Related Party Transactions
(a)
During the three months ended May 31, 2014, the Company incurred $7,500 (2013 - $7,500) in management fees to a company controlled by the President of the Company.
(b)
During the three months ended May 31, 2014, the Company incurred $7,500 (2013 - $7,500) in rent and administrative services to a company controlled by the President and a director of the Company.
(c)
During the three months ended May 31, 2014, the Company incurred $6,000 (2013 - $6,000) in professional fees to a company controlled by a director.
(d)
As at May 31, 2014, an amount of $2,000 (February 28, 2014 - $53,890) is owed to the spouse of the President of the Company which is non-interest bearing, unsecured, and due on demand. On March 24, 2014, loan proceeds of $47,600 were received from the spouse of the President of the Company which is non-interest bearing, unsecured, and due on demand. The proceeds were used to repay amounts owing to a company controlled by the President of the Company. Refer to Note 5(d).
(e)
As at May 31, 2014, an amount of $8,275 (February 28, 2014 - $100,335) is owed to a company controlled by the President of the Company which is non-interest bearing, unsecured, and due on demand. Refer to Note 5(a).
(f)
As at May 31, 2014, an amount of $17,825 (February 28, 2014 - $163,960) is owed to a company controlled by the President and a director of the Company which is non-interest bearing, unsecured, and due on demand. Refer to Note 5(b).
(g)
As at May 31, 2014, an amount of $6,300 (February 28, 2014 - $76,860) is owed to a company controlled by a director of the Company which is non-interest bearing, unsecured, and due on demand. Refer to Note 5(c).
(h)
On March 24, 2014, loan proceeds of $53,760 were received from the spouse of a director of the Company which is non-interest bearing, unsecured, and due on demand. The proceeds were used to repay amounts owing to a company controlled by a director of the Company. Refer to Note 5(e).
5.
Common Stock
(a)
On April 7, 2014, the Company issued 1,054,700 shares of common stock with a fair value of $79,102 to settle debt of $52,735 owed to a company controlled by the President of the Company.
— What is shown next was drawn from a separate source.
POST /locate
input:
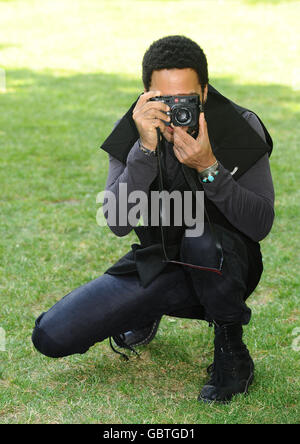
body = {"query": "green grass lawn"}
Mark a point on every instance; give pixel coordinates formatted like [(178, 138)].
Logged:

This resulted in a loss on settlement of $26,367.
(b)
On April 7, 2014, the Company issued 3,286,200 shares of common stock with a fair value of $246,465 to settle debt of $164,310 owed to a company controlled by the President and a director of the Company. This resulted in a loss on settlement of $82,155.
(c)
On April 7, 2014, the Company issued 462,000 shares of common stock with a fair value of $34,650 to settle debt of $23,100 owed to a company controlled by a director of the Company. This resulted in a loss on settlement of $11,550.
(d)
On April 7, 2014, the Company issued 2,029,800 shares of common stock with a fair value of $152,235 to settle debt of $101,490 owed to the spouse of the President of the Company. This resulted in a loss on settlement of $50,745.
(e)
On April 7, 2014, the Company issued 1,075,200 shares of common stock with a fair value of $80,640 to settle debt of $53,760 owed to the spouse of a director of the Company. This resulted in a loss on settlement of $26,880.